Self-similar summation of virial expansions

TL;DR

This paper introduces a new, regular, and unique self-similar approximation method for summing virial expansions, overcoming limitations of Padé summation, and accurately predicting physical properties of fluids.

Contribution

A novel self-similar summation approach for virial expansions that is regular, uniquely defined, and capable of identifying physically motivated poles.

Findings

Self-similar summation matches or exceeds Padé and Monte Carlo accuracy.

Method reconstructs functions exactly in some cases.

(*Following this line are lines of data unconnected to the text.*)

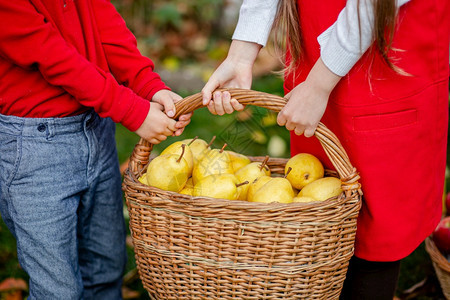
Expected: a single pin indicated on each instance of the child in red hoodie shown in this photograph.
(69, 70)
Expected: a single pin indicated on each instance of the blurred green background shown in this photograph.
(187, 40)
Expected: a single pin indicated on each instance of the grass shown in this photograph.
(255, 130)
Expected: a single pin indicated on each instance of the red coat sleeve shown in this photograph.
(126, 63)
(27, 40)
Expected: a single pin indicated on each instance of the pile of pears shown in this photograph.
(192, 167)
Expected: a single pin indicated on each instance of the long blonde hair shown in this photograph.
(287, 25)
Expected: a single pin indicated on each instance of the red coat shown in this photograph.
(60, 58)
(393, 127)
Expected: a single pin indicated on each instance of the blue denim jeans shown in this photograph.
(60, 195)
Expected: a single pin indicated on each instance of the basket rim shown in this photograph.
(436, 255)
(334, 150)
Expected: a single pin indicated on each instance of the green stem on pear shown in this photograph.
(287, 173)
(242, 183)
(212, 140)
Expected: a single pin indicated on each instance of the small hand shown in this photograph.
(167, 99)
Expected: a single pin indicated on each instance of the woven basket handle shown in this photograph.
(329, 141)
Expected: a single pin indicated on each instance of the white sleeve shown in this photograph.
(342, 44)
(255, 21)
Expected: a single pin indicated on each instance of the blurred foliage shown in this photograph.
(176, 28)
(192, 38)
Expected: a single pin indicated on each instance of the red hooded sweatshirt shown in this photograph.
(62, 57)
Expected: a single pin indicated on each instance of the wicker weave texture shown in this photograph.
(204, 248)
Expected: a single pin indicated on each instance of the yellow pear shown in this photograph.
(277, 189)
(304, 199)
(223, 186)
(250, 172)
(305, 169)
(143, 179)
(198, 147)
(241, 190)
(322, 189)
(238, 160)
(168, 172)
(175, 148)
(215, 161)
(255, 185)
(188, 188)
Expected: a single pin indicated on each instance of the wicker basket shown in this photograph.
(441, 266)
(204, 248)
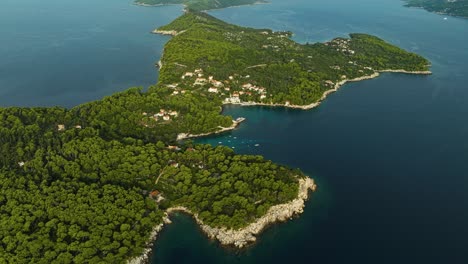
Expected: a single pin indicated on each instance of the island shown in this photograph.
(200, 5)
(449, 7)
(96, 183)
(239, 65)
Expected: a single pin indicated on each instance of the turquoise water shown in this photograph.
(390, 155)
(67, 52)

Applicable to various systems like hard-disk and hard-sphere fluids.

Abstract

Virial expansions are the series in powers of density assumed to be small. However, the equations of state require to consider finite densities for which virial expansions, as a rule, diverge. In order to extrapolate a virial expansion to the values, where this expansion diverges, one uses summation methods. The most often used method is the Pad\'{e} summation, which has several deficiencies. First of all, Pad\'{e} approximants are not uniquely defined, suggesting a large table of admissible variants. Second, often there appear spurious unphysical poles. On the contrary, in those cases where the existence of a pole is physically motivated, Pad\'{e} approximants do not necessarily exhibit it. A new approach for the summation of virial expansions is suggested, based on self-similar approximation theory. The method is regular and uniquely defined. It allows for the determination of physically motivated poles. The accuracy of self-similar approximants is not worse than that of the best Pad\'{e} approximants with fitting parameters or of Monte Carlo simulations. The self-similar summation is based solely on virial expansions, involving no fitting parameters. In some cases, self-similar summation allows for reconstructing the sought functions exactly. The approach is illustrated by summing virial expansions for hard-disk fluids, hard-sphere fluids, and systems with power-law potentials.